Medical research under threat after Alder Hey scandal

Mark Hunter, Leeds

Uncertainty over the legal and ethical implications of retaining human tissue is endangering several medical research programmes, leaving pathologists "in a hiatus" over the status of archived slides and tissue blocks, and putting postmortem diagnoses back 30 years, it was claimed this week.

In the aftermath of the damning report into the retention of children's organs at Alder Hey Hospital in Liverpool, researchers and pathologists are growing increasingly concerned that a combination of public distrust and government overreaction could severely restrict the supply of human tissue.

Of particular concern is the uncertainty over what constitutes fully informed patient consent. Advice from the chief medical officer, Liam Donaldson, after the Alder Hey and Bristol interim inquiry reports, stated that consent forms should contain "details of the tissue and organs to be retained, the uses to which they might be put, and the agreed length of time for retention."

Professor Gordon McVie, director general of the Cancer Research Campaign, told the BMJ that, although researchers remained "extremely sensitive to the issue of patient consent," it was unreasonable to expect scientists to list every use a tissue sample might be put to.

"It's impossible to predict everything you are going to do. There are 3000 genes linked to breast cancer.

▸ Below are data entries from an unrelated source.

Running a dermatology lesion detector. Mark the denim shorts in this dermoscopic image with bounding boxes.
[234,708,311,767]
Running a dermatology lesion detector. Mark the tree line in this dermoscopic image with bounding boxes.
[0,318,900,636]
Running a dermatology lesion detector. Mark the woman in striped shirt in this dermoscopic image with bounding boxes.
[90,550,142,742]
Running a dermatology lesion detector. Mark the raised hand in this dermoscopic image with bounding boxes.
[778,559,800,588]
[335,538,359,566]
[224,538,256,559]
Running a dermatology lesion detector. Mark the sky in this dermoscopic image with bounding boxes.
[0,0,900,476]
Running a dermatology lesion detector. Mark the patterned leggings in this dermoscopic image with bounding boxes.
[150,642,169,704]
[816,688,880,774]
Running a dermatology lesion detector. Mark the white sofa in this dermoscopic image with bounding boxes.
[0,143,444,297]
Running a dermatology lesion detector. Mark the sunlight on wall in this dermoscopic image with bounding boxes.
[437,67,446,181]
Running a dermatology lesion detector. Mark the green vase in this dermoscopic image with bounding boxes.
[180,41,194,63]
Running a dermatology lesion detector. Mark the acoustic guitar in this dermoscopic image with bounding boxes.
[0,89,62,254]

Are you going to list them all on a consent form?"

Professor McVie expressed concern that plans to create banks of excised tumour tissue to aid cancer research could be put at risk if collection of the tissue was restricted.

Professor James Lowe, head of neuropathology at the University of Nottingham, said that restrictions on retaining tissue after a coroner's postmortem examination could have serious consequences for the diagnosis of a wide range of diseases. "It is good practice to confirm the postmortem diagnosis by histology. But we are no longer doing that because recent interpretations of the law now imply that tissues cannot be retained once the coroner has given a cause of death."

As a result, it might never be discovered if a lung cancer could be attributed to asbestos. Creutzfeldt-Jakob disease, Alzheimer's disease, and alcoholism are now all diagnosed simply as dementia, and epidemiological research into the real causes of sudden death is practically impossible. "We are going back to the days when the cause of death was determined on first sight rather than by checking down the microscope," said Professor Lowe.

Professor Phil Quirke, head of histopathology at Leeds Teaching Hospitals NHS Trust, pointed out that thousands of slides and tissue blocks were currently held in hospitals as part of patients' medical records. These samples were invaluable in cases where the original diagnosis was challenged, where there was a genetic basis to the disease, or where new potential treatments became available. It was unclear, however, whether the consent obtained before the scandal at Alder Hey would stand up to current scrutiny.

"We desperately need guidance on this," said Professor Quirke. "We don't know whether we should continue cataloguing the tissue, or whether we should try to obtain patient consent retrospectively."